Living in Tropicopolis, aka suburban South Florida, we get some pretty exotic looking bugs. Take palmetto bugs. Please. Imagine, if you will, a cockroach the size of a small dog. With wings. But our spiders, for the most part, are pretty tame - maybe because the geckos keep their population down to dull roar. I almost never see one, inside or out.
Now, up in Western New York and by a lake, I saw spiders the size of small tarantulas. Didn't like those guys much. I also saw a couple of Praying Mantises (Manti?). Those things will freak you out. They're about as long as your forearm and look at you with a cocked head like they think they might have met you in the bar the other night but they're not sure.
Wow, that's a great idea you've given me, Barbara! I sometimes fantasize about relocating to upstate New South Wales when I retire, purchase a small rural holding (5 acres?) with a cute little cottage on it, which I will re-name
Cherry Cake Cottage. One of the things that holds me back is the thought of all those mean, nasty ol' spiders in the deep, dark Aussie bush! What an excellent idea it is to introduce a substantial population of cutie-pie little geckos into the area. I love geckos and they would keep those homicidal spiders at bay (not the bird-eating spiders though, but they're mainly in Queensland fortunately!).

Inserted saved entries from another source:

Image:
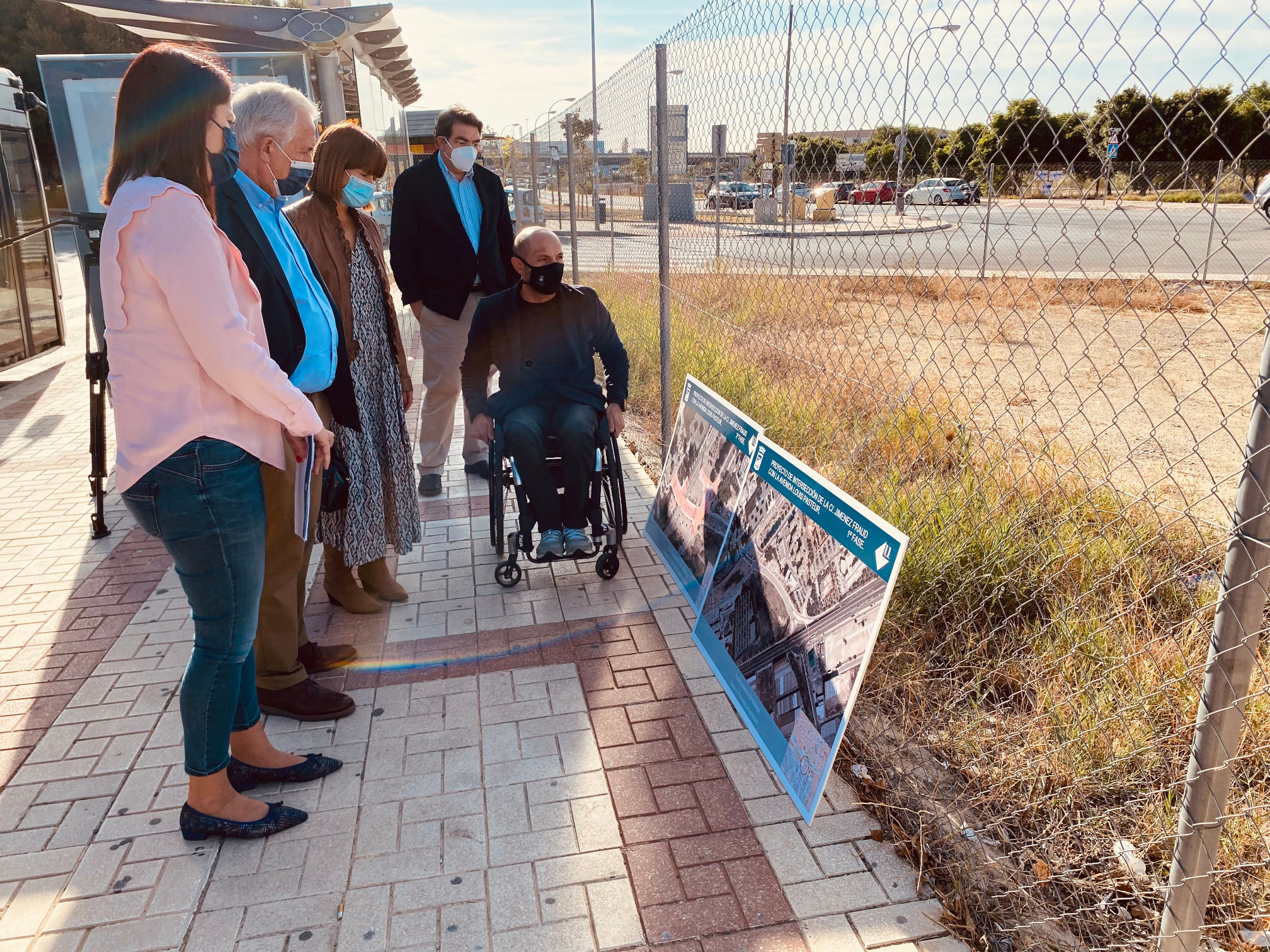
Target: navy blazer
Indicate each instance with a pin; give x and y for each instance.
(431, 254)
(496, 339)
(282, 324)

You mentioning small tarantulas reminds me - I was driving to work across Sydney Harbour Bridge a couple of weeks ago, doing approx 60kph, in the inside lane, traffic coming straight at me from the other direction, when what should appear from somewhere under the dashboard, but a large
Huntsman Spider!!! God only knows how it got inside my car! Spiders are such devious bastards! This has happened before, and because of my phobia, I always carry a fly-swatter in my car, just incase I need to dispatch a spider in my car!!! This
Huntsman (they look like small tarantulas) was making a bee-line, at speed, for the steering-wheel! I had an immediate phobic reaction,
panic response, and I could have very easily swerved into the oncoming traffic. Somehow I managed to retain some semblance of control, reached for my trusty fly-swatter, and returned that ugly SOB to his Maker!!! Because it was such a frenzied attack on my part (he was splattered gooood!), I laughed later, thinking about what the car behind me must have thought I was doing!!!